Trauma-informed care in child/family welfare services

CFCA Paper No. 37 – February 2016

Moving forward

Much of the literature identified that the paradigm shift towards implementation of a trauma-informed approach to care needed to include commitment from political leadership at all levels (Ashmore, 2013; Bateman et al., 2013; Kramer et al., 2015).

In Australia, the Mental Health Coordinating Council (Bateman et al., 2013) has articulated the requirement for a policy statement from national and state leaders endorsing the concept of trauma as a priority mental health issue and supporting the transition to a trauma-informed service system. This would ensure that there is an identifiable commitment from governments to support the need for trauma-informed service systems.

The broad dissemination of information about trauma-informed, evidence-based best practice has been identified as an important feature of developing the evidence base around trauma (Kramer et al., 2015). Development of a nationally based resource, such as SAMHSA's National Center for Trauma-Informed Care and the National Child Traumatic Stress Network, would provide an Australian-based network of information to support policy development and service delivery and to enable the use of what is currently known about trauma-informed services in different health and human service sectors. Having central resources such as these, is instrumental in shifting human service systems towards a trauma-informed approach to service delivery.7 Australia does not yet have a body with such a specific focus but extensive work has been undertaken by organisations such as the Mental Health Coordinating Council and Adults Surviving Child Abuse, among others, to help shape behavioural health policy towards incorporating an understanding of the damaging effects of trauma into policy and service delivery approaches.

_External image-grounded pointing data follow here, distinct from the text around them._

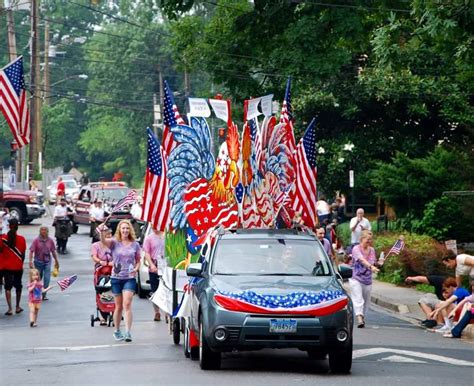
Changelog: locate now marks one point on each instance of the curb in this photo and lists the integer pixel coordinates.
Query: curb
(403, 310)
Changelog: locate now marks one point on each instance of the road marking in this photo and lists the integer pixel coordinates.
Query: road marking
(433, 357)
(400, 359)
(80, 348)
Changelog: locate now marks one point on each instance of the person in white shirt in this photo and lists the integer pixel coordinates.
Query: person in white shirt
(60, 211)
(96, 217)
(359, 224)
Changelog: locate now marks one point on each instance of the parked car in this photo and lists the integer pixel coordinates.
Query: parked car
(24, 205)
(72, 190)
(109, 192)
(268, 289)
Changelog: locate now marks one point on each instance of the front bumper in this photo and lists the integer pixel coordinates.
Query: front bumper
(35, 211)
(252, 332)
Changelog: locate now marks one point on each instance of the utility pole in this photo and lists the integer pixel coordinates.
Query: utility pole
(35, 107)
(46, 81)
(12, 56)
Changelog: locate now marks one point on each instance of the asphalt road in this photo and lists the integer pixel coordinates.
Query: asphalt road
(65, 349)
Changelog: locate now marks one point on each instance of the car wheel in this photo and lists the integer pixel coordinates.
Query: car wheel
(317, 355)
(208, 360)
(176, 331)
(16, 214)
(340, 361)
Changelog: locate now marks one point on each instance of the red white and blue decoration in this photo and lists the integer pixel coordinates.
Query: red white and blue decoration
(299, 302)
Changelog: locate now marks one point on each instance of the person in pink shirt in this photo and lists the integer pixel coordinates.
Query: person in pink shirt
(154, 248)
(36, 291)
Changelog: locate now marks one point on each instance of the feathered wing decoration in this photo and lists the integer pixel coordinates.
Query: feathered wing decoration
(189, 161)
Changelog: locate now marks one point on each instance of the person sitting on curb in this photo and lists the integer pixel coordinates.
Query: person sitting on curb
(447, 306)
(463, 264)
(429, 301)
(466, 315)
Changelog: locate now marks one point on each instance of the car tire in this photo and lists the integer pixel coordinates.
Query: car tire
(16, 213)
(176, 331)
(317, 355)
(208, 360)
(340, 361)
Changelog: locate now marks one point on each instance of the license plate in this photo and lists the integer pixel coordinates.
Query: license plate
(282, 326)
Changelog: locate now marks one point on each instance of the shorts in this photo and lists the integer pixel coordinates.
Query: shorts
(13, 279)
(154, 281)
(431, 300)
(34, 306)
(120, 285)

Although there are some resources and tools now available to support guidance towards trauma-informed systems of care in Australia (Bateman et. al., 2013), there does not appear to be an overarching trauma framework to support a shift in a consistent way. As noted earlier, organisations in Australia have recognised the need for trauma-informed services and interventions but the current array of methods, models and interventions on offer and in use do not support a coordinated and common approach that would ensure trauma-informed has a consistent meaning and interpretation in service delivery.